- Cover art
- Developer(s): Coconuts Japan
- Publisher(s): Coconuts Japan
- Designer(s): Naomi Watanabe Kaori Niitsu
- Composer(s): Masahito Miyamoto
- Series: Super Casino
- Platform(s): Super NES
- Release: JP: October 28, 1994;
- Genre(s): Casino
- Mode(s): Single-player

= Super Casino 2 =

1994 video game

Super Casino 2 (スーパーカジノ2) is a Super Nintendo Entertainment System video game that takes a player to an exclusive black tie casino known as the Casino Coconuts.

Various betting games are available like blackjack, baccarat, slot machines, roulette, and wagering bets on the horses. The game is the sequel to Super Casino - Caesars Palace (Super Caesars Palace in North America). All text in the game is in Japanese.

==Gameplay==
The story mode tells the tale about this gambler who comes to the casino with $1000 where he meets the casino's cashier. She exchanges his hard currency for gambling chips and the game begins. As the gambler, the player must make a certain amount of money in order to progressively gain access to the high roller rooms. These additional rooms are where casino patrons are permitted to wager more money.

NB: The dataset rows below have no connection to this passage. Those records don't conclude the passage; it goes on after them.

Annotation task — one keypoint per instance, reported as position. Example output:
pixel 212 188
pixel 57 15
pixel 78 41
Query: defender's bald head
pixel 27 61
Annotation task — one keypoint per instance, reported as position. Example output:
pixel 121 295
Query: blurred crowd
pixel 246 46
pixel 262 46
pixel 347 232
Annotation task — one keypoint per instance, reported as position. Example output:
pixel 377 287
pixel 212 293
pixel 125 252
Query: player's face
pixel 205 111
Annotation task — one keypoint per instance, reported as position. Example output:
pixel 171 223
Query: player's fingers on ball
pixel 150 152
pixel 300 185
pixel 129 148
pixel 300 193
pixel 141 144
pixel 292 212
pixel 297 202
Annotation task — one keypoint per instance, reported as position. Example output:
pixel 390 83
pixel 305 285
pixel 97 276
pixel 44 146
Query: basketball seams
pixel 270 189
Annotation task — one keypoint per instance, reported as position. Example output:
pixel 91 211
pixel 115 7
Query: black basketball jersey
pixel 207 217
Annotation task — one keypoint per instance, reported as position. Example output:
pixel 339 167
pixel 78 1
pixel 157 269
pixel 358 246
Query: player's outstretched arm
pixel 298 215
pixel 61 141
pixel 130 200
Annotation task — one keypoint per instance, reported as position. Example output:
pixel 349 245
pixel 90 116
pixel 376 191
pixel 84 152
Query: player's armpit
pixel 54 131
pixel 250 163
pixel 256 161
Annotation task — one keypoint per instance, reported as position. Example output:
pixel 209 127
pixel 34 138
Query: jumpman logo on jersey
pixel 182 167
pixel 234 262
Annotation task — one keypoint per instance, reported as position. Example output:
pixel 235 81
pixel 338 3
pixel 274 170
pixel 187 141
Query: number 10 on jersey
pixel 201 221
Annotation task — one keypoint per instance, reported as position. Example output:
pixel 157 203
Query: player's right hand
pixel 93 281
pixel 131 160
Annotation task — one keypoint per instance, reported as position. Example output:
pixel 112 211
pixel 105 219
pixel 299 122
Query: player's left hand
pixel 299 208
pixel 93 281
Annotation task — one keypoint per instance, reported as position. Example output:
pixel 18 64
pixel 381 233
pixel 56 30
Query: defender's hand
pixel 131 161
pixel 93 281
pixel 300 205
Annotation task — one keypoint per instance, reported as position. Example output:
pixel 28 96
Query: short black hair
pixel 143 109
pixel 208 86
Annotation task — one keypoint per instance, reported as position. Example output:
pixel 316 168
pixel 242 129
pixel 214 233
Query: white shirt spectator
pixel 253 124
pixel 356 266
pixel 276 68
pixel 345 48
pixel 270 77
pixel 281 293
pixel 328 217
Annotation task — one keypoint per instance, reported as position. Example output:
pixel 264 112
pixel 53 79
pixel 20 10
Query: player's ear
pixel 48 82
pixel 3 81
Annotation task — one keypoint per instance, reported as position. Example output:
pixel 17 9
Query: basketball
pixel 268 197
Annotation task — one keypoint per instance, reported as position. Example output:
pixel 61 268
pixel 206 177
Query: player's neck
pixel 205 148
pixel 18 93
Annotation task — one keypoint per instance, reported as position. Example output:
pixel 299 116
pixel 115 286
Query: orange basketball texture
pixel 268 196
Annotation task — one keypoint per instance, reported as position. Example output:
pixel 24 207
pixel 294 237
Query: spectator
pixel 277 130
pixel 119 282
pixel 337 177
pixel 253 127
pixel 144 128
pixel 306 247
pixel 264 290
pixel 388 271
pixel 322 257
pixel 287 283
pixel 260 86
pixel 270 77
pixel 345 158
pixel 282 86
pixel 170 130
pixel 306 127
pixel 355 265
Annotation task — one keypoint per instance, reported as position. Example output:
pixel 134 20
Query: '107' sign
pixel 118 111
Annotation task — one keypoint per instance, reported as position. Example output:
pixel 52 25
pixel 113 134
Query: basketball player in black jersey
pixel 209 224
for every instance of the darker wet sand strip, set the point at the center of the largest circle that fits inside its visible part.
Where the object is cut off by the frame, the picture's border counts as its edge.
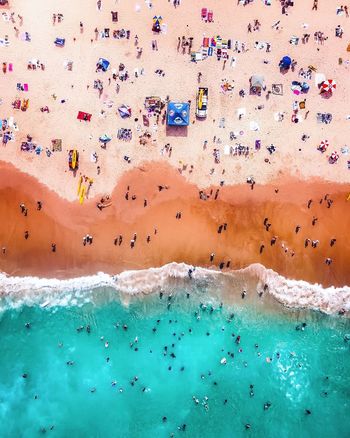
(190, 239)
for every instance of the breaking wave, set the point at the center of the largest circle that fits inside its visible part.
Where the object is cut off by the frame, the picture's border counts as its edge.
(18, 291)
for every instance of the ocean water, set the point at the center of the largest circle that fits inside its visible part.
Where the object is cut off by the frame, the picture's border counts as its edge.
(76, 371)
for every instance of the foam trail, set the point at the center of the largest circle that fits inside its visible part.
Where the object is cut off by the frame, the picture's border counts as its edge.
(18, 291)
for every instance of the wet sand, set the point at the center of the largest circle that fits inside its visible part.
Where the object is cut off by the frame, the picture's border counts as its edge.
(191, 239)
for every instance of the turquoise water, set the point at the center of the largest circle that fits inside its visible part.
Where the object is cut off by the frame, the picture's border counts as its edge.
(98, 395)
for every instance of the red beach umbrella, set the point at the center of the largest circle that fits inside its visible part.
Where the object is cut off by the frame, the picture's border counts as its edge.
(328, 86)
(323, 146)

At first, the player is limited to the section of the casino with the lowest maximum bets. As the player meets his monetary obligations through winning casino games, the player is transferred from room to room. Each room has its floor in different colors like royal blue and red. As the player moves up to a higher level floor, the maximum bets for the individual games found will increase. Slot machines that once had a denomination of $1 and $5 will become slot machines with denominations of $100 and $1000 as the player accumulates more money in his virtual wallet. A cashier can provide the player with passwords that will allow him to continue to game at a later date. Rooms eventually connect to each other after gaining a certain amount of money; allowing players with bad luck to rebuild their fortunes at the lower-risk games.

Having $200,000 in cash results in the player being permitted to access the VIP room. After winning one million dollars, the game ends with the closing credits with the exterior of the casino as a background. Some jazzy music will play in the background. Going broke will result in an immediate "game over."

==Reception==
On release, Famicom Tsūshin scored the game a 21 out of 40.